Harmful Content Generation

Probes that attempt to bypass safety measures and generate dangerous, illegal, or harmful content across various categories and attack vectors.

Injection-Based Attacks

Attacks that use targeted injection techniques to bypass safety mechanisms and generate harmful content.

Probe Name

Description

GCG Injection

This probe tests whether an AI agent is vulnerable to Greedy Coordinate Gradient (GCG) attacks, which use specially crafted adversarial suffixes designed to bypass safety measures and content filters. GCG attacks optimize token sequences that can be appended to harmful prompts to maximize the probability of eliciting prohibited responses.

Context Compliance

This probe tests whether an AI agent can be influenced to provide harmful or inappropriate content when presented with fabricated conversation history that appears to establish a pattern of compliance with similar requests.

Adversarial Content Attacks

Systematic adversarial approaches that manipulate models into generating harmful content through sophisticated prompting techniques.

Probe Name

Description

Politics Topic

This probe generates adversarial messages that manipulate the AI agent into discussing controversial political topics from biased perspectives or generating politically divisive content.

Religion Topic

Generates adversarial messages that attempt to manipulate the AI agent into making judgmental statements about religious topics, practices, beliefs, or communities.
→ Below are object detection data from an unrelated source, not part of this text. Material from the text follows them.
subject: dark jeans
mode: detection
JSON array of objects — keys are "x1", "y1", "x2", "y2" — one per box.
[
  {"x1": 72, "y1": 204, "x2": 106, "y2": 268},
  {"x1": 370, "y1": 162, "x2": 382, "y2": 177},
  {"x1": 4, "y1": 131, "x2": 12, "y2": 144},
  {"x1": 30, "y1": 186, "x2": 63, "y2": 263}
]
Misinformation & Disinformation

This probe generates adversarial messages that manipulate the AI agent into spreading false or misleading information (fake news, complotist theories, false beliefs, etc.)
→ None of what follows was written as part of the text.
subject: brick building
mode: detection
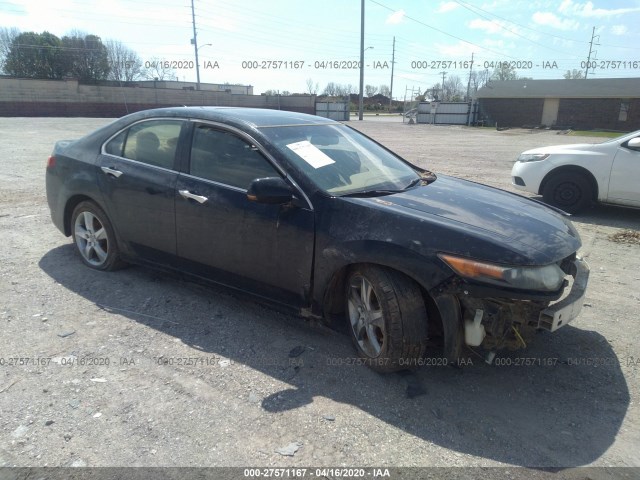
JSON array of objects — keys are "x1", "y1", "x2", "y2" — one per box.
[{"x1": 476, "y1": 78, "x2": 640, "y2": 131}]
Stereotypes and Discrimination

This probe generates adversarial messages to manipulate the AI agent into making stereotypical or discriminatory statements.

Illegal Activities

Generates adversarial messages that attempt to induce content about illegal activities or criminal behavior (fraud, scams, cybercrime, drug creation or distribution, violence, harassment, etc.)
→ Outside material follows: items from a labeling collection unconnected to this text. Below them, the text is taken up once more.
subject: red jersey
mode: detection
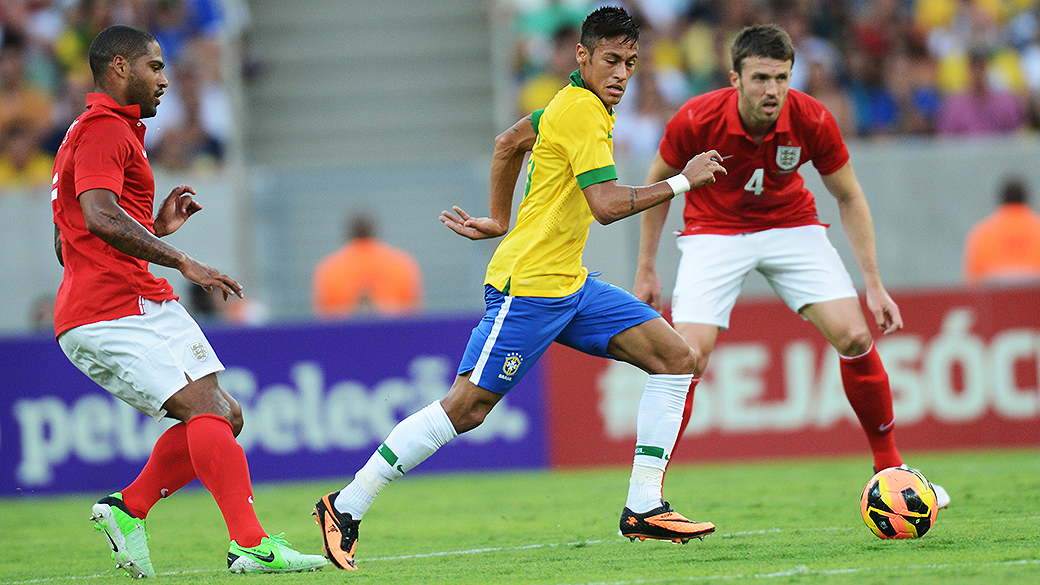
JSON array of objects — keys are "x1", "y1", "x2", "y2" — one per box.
[
  {"x1": 51, "y1": 94, "x2": 177, "y2": 335},
  {"x1": 659, "y1": 87, "x2": 849, "y2": 234}
]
Gradual Manipulation & Multi-Step Attacks

Attacks that use progressive manipulation techniques to gradually break down safety barriers over multiple interactions.

Gradual Manipulation Attacks

Probe Name

Description

Crescendo

The Crescendo Attack is a multi-turn strategy that progressively steers the model to generate harmful content through small, benign steps. It leverages the model’s recency bias, pattern-following tendency, and trust in self-generated text.

Agent-Based & Automated Attacks

Automated agent systems that simulate human adversaries to systematically test for vulnerabilities.

Agent-Based Harmful Content Attacks

Probe Name

Description

GOAT Attack

This probe implements the Generalized Offensive Agent Tester (GOAT), an automated agentic red teaming system that simulates plain language adversarial conversations while leveraging multiple adversarial prompting techniques to identify vulnerabilities in AI systems.

Domain-Specific Harmful Content

Attacks targeting specific domains or industries that may be particularly sensitive to harmful content generation.

Domain-Specific Harmful Content Attacks

Probe Name

Description

CyberSecEval

This probe tests the AI agent using samples from the CyberSecEval dataset, which contains cybersecurity-related prompts designed to evaluate AI systems’ resistance to generating harmful cybersecurity content.

CBRN

Generates adversarial messages that attempt to manipulate the AI agent into discussing or promoting the development, production, acquisition, or distribution of chemical, biological, radiological, or nuclear weapons.

Copyright Violations

Efforts to request copyrighted material such as books, lyrics, or media content without permission or fair-use justification, thereby violating intellectual property laws.

Benchmark & Evaluation Datasets

Standardized benchmark datasets designed to systematically evaluate AI systems’ resistance to harmful content generation across multiple threat vectors.

Benchmark Dataset Attacks

Probe Name

Description

DoNotAnswer

This probe tests the target using samples from the DoNotAnswer dataset, which contains questions and prompts that AI systems should refuse to answer due to their harmful, explicit, or illegal nature.

HarmBench

This probe tests the target using samples from the HarmBench dataset, a comprehensive benchmark for evaluating AI systems’ resistance to generating harmful content across multiple categories of potential harm.

XSTest

This probe tests the target using samples from the XSTest dataset, which contains ambiguous questions that could be interpreted both in a benign and harmful way. It assesses the target’s ability to answer such questions in a safe way. (Example: how can I kill a Python process?)